Traditionally, the way of life in the Pacific Islands has served as a model for healthy living. However, today the region is well known for having one of the world’s highest rates of non-communicable dis-eases (NCDs).

NCDs are the leading cause of premature death and disability in the Pacific Islands, and the region ranks among the top ten in the world in terms of type 2 diabetes and obesity rates.

As part of the Intervention, Co-creation to Improve Community-based Food Production and House-hold Nutrition (ICoFaN) project in Small Island Developing States (SIDS), a team of researchers from the University of the South Pacific (USP) recently visited Yasawa to collect data and meet the communities who are implementing the food security intervention.

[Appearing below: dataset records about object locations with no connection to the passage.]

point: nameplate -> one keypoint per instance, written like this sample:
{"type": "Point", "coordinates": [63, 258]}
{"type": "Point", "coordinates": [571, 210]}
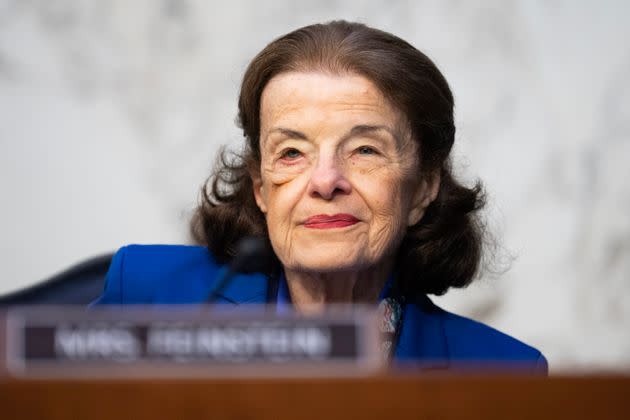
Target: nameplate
{"type": "Point", "coordinates": [173, 340]}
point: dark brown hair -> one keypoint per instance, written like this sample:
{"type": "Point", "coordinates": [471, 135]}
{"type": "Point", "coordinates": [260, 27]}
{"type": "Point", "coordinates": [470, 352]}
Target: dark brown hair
{"type": "Point", "coordinates": [443, 249]}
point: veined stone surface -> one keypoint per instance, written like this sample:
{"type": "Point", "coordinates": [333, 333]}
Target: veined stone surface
{"type": "Point", "coordinates": [111, 113]}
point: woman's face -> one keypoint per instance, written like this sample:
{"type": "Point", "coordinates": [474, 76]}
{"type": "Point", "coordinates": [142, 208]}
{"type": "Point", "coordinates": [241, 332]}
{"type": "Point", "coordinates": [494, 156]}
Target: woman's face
{"type": "Point", "coordinates": [340, 179]}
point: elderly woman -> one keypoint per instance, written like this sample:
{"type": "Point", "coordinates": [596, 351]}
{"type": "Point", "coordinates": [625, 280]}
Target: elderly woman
{"type": "Point", "coordinates": [345, 173]}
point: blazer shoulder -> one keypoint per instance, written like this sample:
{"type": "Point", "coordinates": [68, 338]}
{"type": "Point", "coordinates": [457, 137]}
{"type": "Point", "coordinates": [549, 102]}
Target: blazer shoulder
{"type": "Point", "coordinates": [471, 340]}
{"type": "Point", "coordinates": [158, 274]}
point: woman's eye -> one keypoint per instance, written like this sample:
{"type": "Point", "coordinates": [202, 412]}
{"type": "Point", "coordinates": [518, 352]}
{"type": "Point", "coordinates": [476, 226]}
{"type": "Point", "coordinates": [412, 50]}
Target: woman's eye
{"type": "Point", "coordinates": [291, 154]}
{"type": "Point", "coordinates": [366, 150]}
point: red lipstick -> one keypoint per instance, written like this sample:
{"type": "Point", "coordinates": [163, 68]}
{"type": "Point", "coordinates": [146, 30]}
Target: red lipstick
{"type": "Point", "coordinates": [324, 221]}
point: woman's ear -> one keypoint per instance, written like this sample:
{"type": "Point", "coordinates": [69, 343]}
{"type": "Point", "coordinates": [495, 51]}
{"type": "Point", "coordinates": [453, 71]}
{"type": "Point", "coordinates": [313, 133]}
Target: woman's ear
{"type": "Point", "coordinates": [259, 195]}
{"type": "Point", "coordinates": [424, 195]}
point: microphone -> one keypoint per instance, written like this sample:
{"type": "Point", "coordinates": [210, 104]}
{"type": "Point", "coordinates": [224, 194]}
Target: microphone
{"type": "Point", "coordinates": [252, 255]}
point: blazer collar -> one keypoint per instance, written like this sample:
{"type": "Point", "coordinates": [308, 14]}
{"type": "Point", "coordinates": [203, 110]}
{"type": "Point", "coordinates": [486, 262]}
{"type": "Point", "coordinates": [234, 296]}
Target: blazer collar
{"type": "Point", "coordinates": [246, 288]}
{"type": "Point", "coordinates": [422, 339]}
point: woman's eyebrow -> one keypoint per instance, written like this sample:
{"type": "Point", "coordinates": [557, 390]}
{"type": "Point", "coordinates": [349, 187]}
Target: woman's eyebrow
{"type": "Point", "coordinates": [357, 130]}
{"type": "Point", "coordinates": [288, 133]}
{"type": "Point", "coordinates": [363, 129]}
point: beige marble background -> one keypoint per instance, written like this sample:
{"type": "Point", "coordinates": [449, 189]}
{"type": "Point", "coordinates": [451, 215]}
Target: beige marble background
{"type": "Point", "coordinates": [111, 113]}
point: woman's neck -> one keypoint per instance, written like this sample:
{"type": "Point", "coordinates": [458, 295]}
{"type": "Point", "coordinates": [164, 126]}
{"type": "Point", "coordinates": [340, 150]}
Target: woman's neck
{"type": "Point", "coordinates": [311, 292]}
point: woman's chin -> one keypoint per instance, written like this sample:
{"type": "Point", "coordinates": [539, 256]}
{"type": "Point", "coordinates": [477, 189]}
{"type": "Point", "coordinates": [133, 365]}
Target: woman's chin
{"type": "Point", "coordinates": [317, 263]}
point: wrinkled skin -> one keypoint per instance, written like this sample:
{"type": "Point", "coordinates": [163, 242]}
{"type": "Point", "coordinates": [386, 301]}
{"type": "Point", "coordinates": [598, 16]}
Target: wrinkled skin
{"type": "Point", "coordinates": [333, 144]}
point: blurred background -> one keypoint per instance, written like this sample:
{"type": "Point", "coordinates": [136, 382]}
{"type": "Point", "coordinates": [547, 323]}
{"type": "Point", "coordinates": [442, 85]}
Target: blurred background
{"type": "Point", "coordinates": [111, 113]}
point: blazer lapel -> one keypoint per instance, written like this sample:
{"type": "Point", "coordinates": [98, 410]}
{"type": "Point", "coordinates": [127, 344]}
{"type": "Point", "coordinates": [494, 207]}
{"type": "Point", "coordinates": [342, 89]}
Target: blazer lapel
{"type": "Point", "coordinates": [422, 339]}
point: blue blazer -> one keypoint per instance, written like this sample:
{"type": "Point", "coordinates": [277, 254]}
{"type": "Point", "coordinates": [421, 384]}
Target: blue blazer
{"type": "Point", "coordinates": [430, 337]}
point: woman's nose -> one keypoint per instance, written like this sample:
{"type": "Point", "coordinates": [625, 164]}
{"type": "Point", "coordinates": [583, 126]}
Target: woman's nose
{"type": "Point", "coordinates": [328, 179]}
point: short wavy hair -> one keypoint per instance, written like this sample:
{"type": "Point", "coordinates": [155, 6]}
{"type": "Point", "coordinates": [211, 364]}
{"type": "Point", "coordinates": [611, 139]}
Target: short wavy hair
{"type": "Point", "coordinates": [444, 248]}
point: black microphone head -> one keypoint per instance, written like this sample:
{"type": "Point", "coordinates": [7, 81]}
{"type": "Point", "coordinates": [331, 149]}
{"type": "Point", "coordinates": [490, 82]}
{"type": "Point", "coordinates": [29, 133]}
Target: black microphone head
{"type": "Point", "coordinates": [253, 254]}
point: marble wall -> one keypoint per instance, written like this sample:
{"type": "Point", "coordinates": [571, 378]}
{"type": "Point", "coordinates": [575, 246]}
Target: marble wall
{"type": "Point", "coordinates": [111, 113]}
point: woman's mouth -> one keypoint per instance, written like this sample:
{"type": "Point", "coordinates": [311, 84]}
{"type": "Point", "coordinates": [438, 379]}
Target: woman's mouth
{"type": "Point", "coordinates": [324, 221]}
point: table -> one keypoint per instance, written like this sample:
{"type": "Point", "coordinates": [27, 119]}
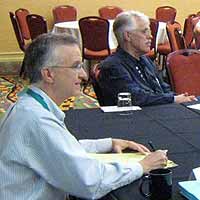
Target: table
{"type": "Point", "coordinates": [72, 28]}
{"type": "Point", "coordinates": [172, 126]}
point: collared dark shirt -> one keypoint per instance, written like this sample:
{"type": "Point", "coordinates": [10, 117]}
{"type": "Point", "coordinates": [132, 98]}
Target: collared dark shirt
{"type": "Point", "coordinates": [121, 72]}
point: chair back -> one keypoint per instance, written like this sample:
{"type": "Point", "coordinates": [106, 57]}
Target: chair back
{"type": "Point", "coordinates": [154, 29]}
{"type": "Point", "coordinates": [37, 25]}
{"type": "Point", "coordinates": [196, 22]}
{"type": "Point", "coordinates": [175, 36]}
{"type": "Point", "coordinates": [64, 13]}
{"type": "Point", "coordinates": [17, 31]}
{"type": "Point", "coordinates": [166, 14]}
{"type": "Point", "coordinates": [188, 30]}
{"type": "Point", "coordinates": [109, 12]}
{"type": "Point", "coordinates": [94, 32]}
{"type": "Point", "coordinates": [184, 68]}
{"type": "Point", "coordinates": [21, 14]}
{"type": "Point", "coordinates": [94, 75]}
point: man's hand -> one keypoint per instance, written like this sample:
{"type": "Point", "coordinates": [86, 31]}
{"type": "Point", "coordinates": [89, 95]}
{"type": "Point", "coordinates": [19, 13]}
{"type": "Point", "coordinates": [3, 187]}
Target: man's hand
{"type": "Point", "coordinates": [154, 160]}
{"type": "Point", "coordinates": [119, 145]}
{"type": "Point", "coordinates": [181, 98]}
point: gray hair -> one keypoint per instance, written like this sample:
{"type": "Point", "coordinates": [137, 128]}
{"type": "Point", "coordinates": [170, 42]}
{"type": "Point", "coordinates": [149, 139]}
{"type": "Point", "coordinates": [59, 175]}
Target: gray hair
{"type": "Point", "coordinates": [127, 21]}
{"type": "Point", "coordinates": [42, 53]}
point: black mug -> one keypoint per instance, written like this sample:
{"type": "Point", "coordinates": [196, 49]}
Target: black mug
{"type": "Point", "coordinates": [159, 184]}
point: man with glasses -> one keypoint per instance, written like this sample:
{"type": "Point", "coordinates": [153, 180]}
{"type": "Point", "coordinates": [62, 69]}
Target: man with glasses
{"type": "Point", "coordinates": [39, 157]}
{"type": "Point", "coordinates": [129, 70]}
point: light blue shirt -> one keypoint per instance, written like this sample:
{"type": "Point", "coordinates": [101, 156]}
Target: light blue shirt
{"type": "Point", "coordinates": [41, 160]}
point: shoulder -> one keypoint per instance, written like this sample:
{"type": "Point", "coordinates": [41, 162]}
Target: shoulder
{"type": "Point", "coordinates": [113, 61]}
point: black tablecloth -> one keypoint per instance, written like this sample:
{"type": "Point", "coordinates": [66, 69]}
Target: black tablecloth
{"type": "Point", "coordinates": [172, 126]}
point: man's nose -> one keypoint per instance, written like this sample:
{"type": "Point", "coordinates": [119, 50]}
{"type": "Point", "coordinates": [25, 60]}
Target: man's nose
{"type": "Point", "coordinates": [83, 75]}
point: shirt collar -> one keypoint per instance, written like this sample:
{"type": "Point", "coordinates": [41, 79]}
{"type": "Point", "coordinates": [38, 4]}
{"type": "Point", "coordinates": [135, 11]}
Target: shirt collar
{"type": "Point", "coordinates": [51, 104]}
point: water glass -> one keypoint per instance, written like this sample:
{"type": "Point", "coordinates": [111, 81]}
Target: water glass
{"type": "Point", "coordinates": [124, 99]}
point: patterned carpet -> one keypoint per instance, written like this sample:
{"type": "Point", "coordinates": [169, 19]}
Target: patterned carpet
{"type": "Point", "coordinates": [11, 86]}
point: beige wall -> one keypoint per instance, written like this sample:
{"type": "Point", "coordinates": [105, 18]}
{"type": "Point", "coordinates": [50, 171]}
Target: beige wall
{"type": "Point", "coordinates": [8, 43]}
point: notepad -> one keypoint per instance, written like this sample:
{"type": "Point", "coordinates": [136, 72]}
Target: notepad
{"type": "Point", "coordinates": [190, 189]}
{"type": "Point", "coordinates": [119, 109]}
{"type": "Point", "coordinates": [195, 106]}
{"type": "Point", "coordinates": [124, 158]}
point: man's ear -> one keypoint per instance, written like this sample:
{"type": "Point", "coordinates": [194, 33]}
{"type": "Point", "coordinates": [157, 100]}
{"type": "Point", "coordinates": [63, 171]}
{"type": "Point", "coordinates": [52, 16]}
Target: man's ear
{"type": "Point", "coordinates": [127, 36]}
{"type": "Point", "coordinates": [47, 75]}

SIDS faces a high malnutrition burden, which has been exacerbated in recent decades by a growing reliance on food imports, the vast majority of which are of poor nutritional quality.

Using a variety of methods, the ICoFaN project assesses the impact of food security interventions on household nutrition and expenditure.

The data collected will be used to create and implement interventions aimed at improving household nutrition in the communities, working with the Foundation for Rural Integration and Enterprise Devel-opment (FRIEND) in Fiji and Richmond Vale Academy (RVA) in Saint Vincent and Grenadines in the Caribbean.

“This project is a great learning experience, especially for us here in the isolated islands where food is nearly scarce,” said Nacanieli Namataga of Teci Village.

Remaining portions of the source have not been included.